You also agree to be responsible for a fee of thirty dollars (USD $30.00) (“No-Show Fee”) for any scheduled consultation for which you fail to attend or cancel upon less than 24-hours notice. This No-Show Fee shall be charged to the payment method on file.
10. Agreement
By agreeing to this Payment and Billing Consent Agreement, I hereby acknowledge and agree to all terms and requirements herein. I acknowledge that my digital signature or other indication of acceptance of this Agreement shall be considered as effective and valid as an original signature.

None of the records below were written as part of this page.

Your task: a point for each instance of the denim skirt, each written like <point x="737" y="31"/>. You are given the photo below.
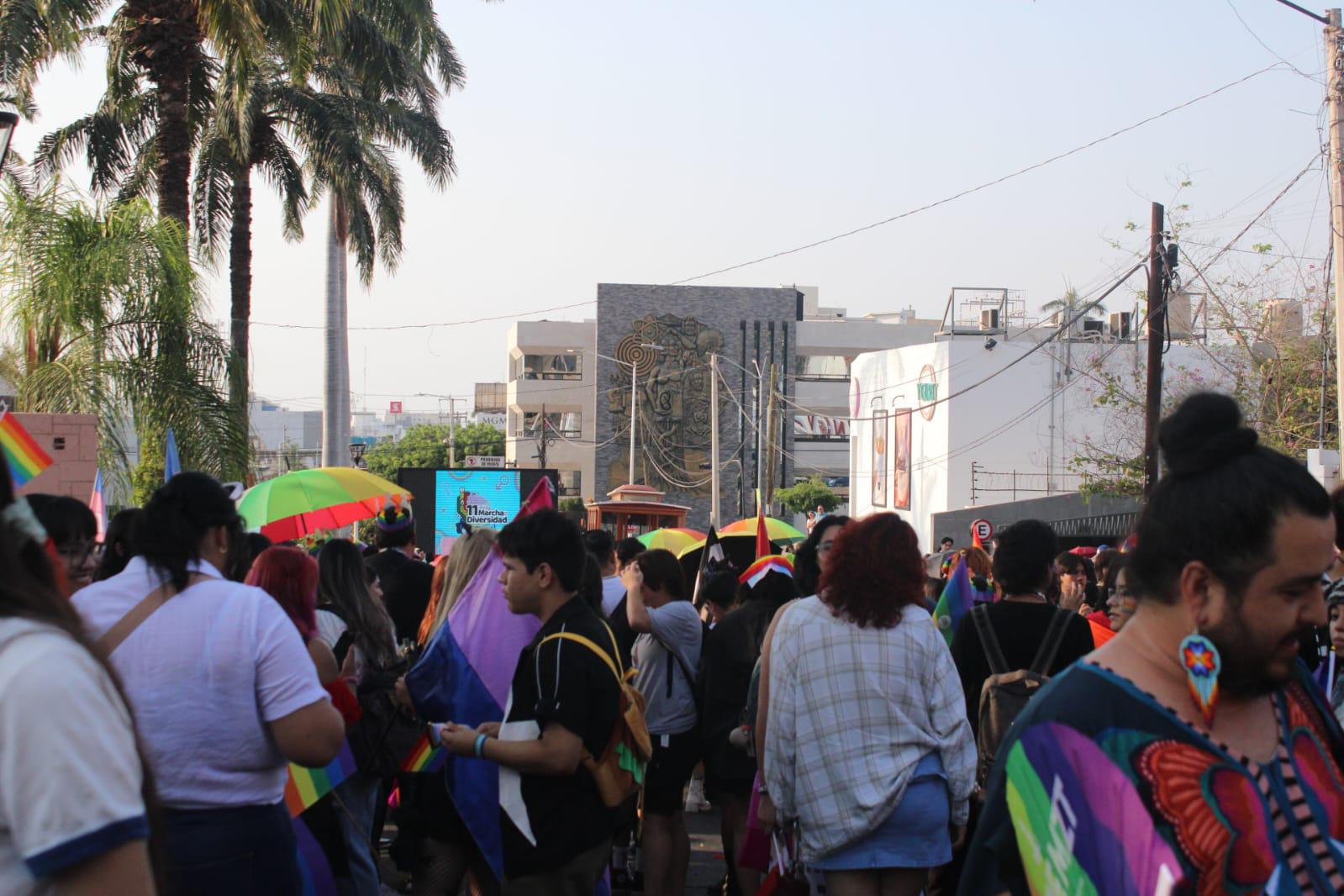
<point x="914" y="835"/>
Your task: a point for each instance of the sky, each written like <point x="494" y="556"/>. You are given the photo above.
<point x="650" y="141"/>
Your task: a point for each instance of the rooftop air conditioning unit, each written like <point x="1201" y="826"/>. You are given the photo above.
<point x="1179" y="321"/>
<point x="1120" y="327"/>
<point x="1283" y="317"/>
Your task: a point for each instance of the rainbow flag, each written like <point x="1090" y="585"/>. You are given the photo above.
<point x="764" y="566"/>
<point x="22" y="453"/>
<point x="956" y="602"/>
<point x="307" y="786"/>
<point x="425" y="756"/>
<point x="466" y="675"/>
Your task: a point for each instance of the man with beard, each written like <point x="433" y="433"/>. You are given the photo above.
<point x="1189" y="754"/>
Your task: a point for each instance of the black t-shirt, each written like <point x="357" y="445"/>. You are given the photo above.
<point x="406" y="586"/>
<point x="1020" y="628"/>
<point x="625" y="635"/>
<point x="565" y="683"/>
<point x="730" y="655"/>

I acknowledge my financial responsibility for any portion of the bill not covered by my Plan and I authorize Found and Medical Groups and Providers to submit claims to my Plan on my behalf, where applicable. I also agree to pay any fees and costs associated with products or services that are not covered by my Plan, including those products or services that I choose to purchase on a self-pay cash basis. Furthermore, I consent to the use of my credit or debit card for payment transactions. I also authorize Medical Group and Provider and/or their agents to release any medical or other information about me in their possession to my Plan, federal and state administrative agency, or their intermediaries or fiscal agents required or requested in connection with processing any claim for services rendered to me by Provider.
I have read, understand, and agree to this Agreement.